Fox Bosses On Competing For Talent In Peak TV, Reboots, Ownership & Comedy – TCA


It has been harder and harder for broadcast TV networks to attract A-list creative talent amid growing competition from cable networks and digital platforms. Just yesterday, one of the most prolific broadcast TV creators of the last few decades, David E. Kelley — at TCA to promote his new Amazon series Goliath — admitted that he would probably not go back to broadcast.


“I don’t think a a lot of creators are saying that,” said Fox TV Group chairman Dana Walden, who was joined at Fox’s TCA executive session by the network’s president of entertainment David Madden, with her partner, Gary Newman, taking a break. I find it hasn’t been difficult at all (to get top creators to do shows for Fox and 20th Century Fox TV).

She touted the reach and power of broadcast series, which she believes is attractive to creators. “Our shows become part of the national conversation, they are hitting a nerve. You can’t have that elsewhere, particularly on OTT.”

Walden pointed to writer staffing on shows as an area that is most impacted by the proliferation of original scripted content.

“Peak TV is a challenge,” she said.  “A lot of the creators are trying to staff with experienced writers, which can be difficult.”

David Madden

Madden pointed out what is possibly the biggest draw of broadcast TV.

“There is still the opportunity for a big financial home-run that doesn’t exist elsewhere.”

Reboots are popular for next season, and Fox leading the trend with new 24 and Prison Break series, and Lethal Weapon and Exorcist adaptations.

“Reboots are not a guarantee of success — we certainly know that as well as anyone,” Walden said. “Our hope was that the well-known titles — if and only if well executed — would lighten the load on our marketing team as they have viewer awareness.”

Madden stressed that 7 of Fox’s new series are based on original contests. “That clearly remains our predominant business,” he said.

Fox was the most aggressive broadcast network when it came to ownership this past upfront, owning 100% of all its new scripted series except for Warner Bros.’ Lethal Weapon. 

“Our core objective is to own as much great content as possible,” Walden said. “It’s true that it is a higher bar when it’s a show from an outside studio on Fox or our project for an outside network.” But she pointed out to high-profile 20th TV series for other networks, including Modern Family and Speechless for ABC, Life In Pieces for CBS and This Is Us for NBC.

Added Madden, “The ownership hasn’t stopped (Warner Bros.-produced Fox series) Lucifer and Gotham from staying on the air.”

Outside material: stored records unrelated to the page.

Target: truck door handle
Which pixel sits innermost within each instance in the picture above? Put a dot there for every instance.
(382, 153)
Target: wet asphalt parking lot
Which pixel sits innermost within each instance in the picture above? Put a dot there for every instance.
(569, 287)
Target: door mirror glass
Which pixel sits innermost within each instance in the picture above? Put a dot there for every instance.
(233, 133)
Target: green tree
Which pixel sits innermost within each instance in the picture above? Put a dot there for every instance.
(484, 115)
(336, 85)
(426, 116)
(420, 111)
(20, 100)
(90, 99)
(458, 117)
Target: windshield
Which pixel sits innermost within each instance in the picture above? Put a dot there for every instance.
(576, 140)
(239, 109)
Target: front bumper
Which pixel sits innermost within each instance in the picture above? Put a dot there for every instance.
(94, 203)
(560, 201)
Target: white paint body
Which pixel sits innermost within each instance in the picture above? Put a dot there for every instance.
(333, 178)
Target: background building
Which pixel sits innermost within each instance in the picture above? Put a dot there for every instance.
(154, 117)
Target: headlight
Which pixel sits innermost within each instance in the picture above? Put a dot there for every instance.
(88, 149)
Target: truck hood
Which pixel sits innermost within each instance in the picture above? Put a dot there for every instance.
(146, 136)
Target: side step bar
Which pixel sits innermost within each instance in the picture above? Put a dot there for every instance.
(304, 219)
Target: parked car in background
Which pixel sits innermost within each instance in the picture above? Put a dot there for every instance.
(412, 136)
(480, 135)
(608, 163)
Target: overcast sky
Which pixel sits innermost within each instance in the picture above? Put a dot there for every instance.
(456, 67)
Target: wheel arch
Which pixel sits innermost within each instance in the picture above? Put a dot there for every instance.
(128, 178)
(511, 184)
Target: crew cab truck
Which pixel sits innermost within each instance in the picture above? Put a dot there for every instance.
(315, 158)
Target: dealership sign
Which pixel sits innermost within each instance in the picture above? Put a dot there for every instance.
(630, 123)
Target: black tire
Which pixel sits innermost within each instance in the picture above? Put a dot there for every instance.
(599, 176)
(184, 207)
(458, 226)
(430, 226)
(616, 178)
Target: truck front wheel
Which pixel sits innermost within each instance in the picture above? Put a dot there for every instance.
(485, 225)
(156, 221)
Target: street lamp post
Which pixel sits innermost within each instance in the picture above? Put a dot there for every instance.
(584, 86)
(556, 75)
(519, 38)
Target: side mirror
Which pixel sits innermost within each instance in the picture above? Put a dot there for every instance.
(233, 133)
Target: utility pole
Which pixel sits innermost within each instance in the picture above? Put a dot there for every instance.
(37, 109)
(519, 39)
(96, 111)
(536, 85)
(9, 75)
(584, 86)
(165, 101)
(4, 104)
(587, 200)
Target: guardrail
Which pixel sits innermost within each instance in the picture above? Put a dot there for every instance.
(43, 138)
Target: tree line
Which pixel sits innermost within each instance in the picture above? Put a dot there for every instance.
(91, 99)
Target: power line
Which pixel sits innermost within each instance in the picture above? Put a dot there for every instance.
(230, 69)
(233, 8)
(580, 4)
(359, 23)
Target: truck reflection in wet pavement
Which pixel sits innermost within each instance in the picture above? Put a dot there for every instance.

Walden, who noted that Fox is still in the process of mounting a turnaround, also talked about the decision to cancel comedies Grandfathered and The Grinder after one season. “I don’t think our comedies were canceled too quickly,” she said, noting that both had received back orders. “At the end of the day, they had no  ratings to justify leaving them on a broadcast network.” She indicated that, after going a bit broader with the two family comedies, Fox is returning to “bold and outrageous comedies unlike anything else.”